There is still much room for improvement in the reimbursement rate of hospitalization expenses for the migrant population. Future efforts to strengthen protection should: (1) further improve the coordination level of medical insurance to narrow the treatment differences between different regions; (2) encourage migrant populations to enroll locally (in the inflow area) and participate in the Basic Medical Insurance for Urban Employees to increase reimbursement levels; and (3) simplify reimbursement policies, optimize information dissemination channels, and enhance the policy comprehensibility and acceptance to narrow accessibility gaps.

摘要

背景

持续提高住院费用报销的可及性,减轻流动人口的医疗费用负担,是中国医疗保险制度改革的重要目标。
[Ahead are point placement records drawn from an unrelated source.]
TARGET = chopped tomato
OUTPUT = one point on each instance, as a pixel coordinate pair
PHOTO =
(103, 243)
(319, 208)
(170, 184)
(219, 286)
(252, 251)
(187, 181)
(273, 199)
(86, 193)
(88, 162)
现有研究缺乏对流动人口住院费用报销现状的全面分析,对影响报销及公平性的因素探讨不足。本研究旨在识别影响中国流动人口住院费用报销的关键因素,并进一步分析该报销的公平性。

方法

数据来源于2018年中国流动人口动态监测调查。经过数据清理,选取3186名有住院费用支出的个体作为分析样本。首先,采用百分比和卡方检验分析住院费用报销现状(发生率、地点、方式和金额)。其次,应用随机森林算法评估影响住院费用报销因素的重要性。第三,采用回归分析量化关键因素。最后,利用集中指数评估流动人口住院费用报销的公平性以及关键因素对该公平性的贡献。

结果

在报销比例方面,69.83%的流动人口选择报销住院费用,30.17%仍未报销。在报销地点方面,55.69%在户籍所在地报销住院费用,44.31%在流入地报销。在报销方式方面,88.36%选择城乡居民基本医疗保险制度,11.64%使用城镇职工基本医疗保险。流动人口住院总费用均值为3058.7美元,医疗保险报销1213.4美元,个人自付1845.3美元。医疗保险报销比例为39.67%,自付比例为60.33%。随机森林分析结果确定影响报销是否发生的关键因素为:教育程度、健康状况、年龄、收入和当地参保情况。影响报销水平的关键因素为:健康状况、保险类型、总医疗支出、疾病状况和流动范围。公平性分析显示,住院费用报销的概率和水平均存在有利于高收入群体的富人受益不公平现象。导致住院费用报销概率不公平的因素,按影响程度降序排列为:教育程度(42.3%)、收入(34.1%)、健康状况(12.4%)、年龄(8.2%)和参保地点(3.0%);导致住院费用报销水平不公平的因素,按影响程度降序排列为:健康状况(58.12%)、流动范围(21.74%)、总医疗支出(9.35%)、医保覆盖类型(9.28%)和疾病(1.51%)。

结论

流动人口住院费用报销率仍有很大提升空间。未来加强保障的努力方向应包括:(1)进一步提高医疗保险统筹层次,缩小不同地区间的待遇差异;(2)鼓励流动人口在当地(流入地)参保并参加城镇职工基本医疗保险,提高报销水平;(3)简化报销政策,优化信息传播渠道,增强政策的可理解性和接受度,缩小可及性差距。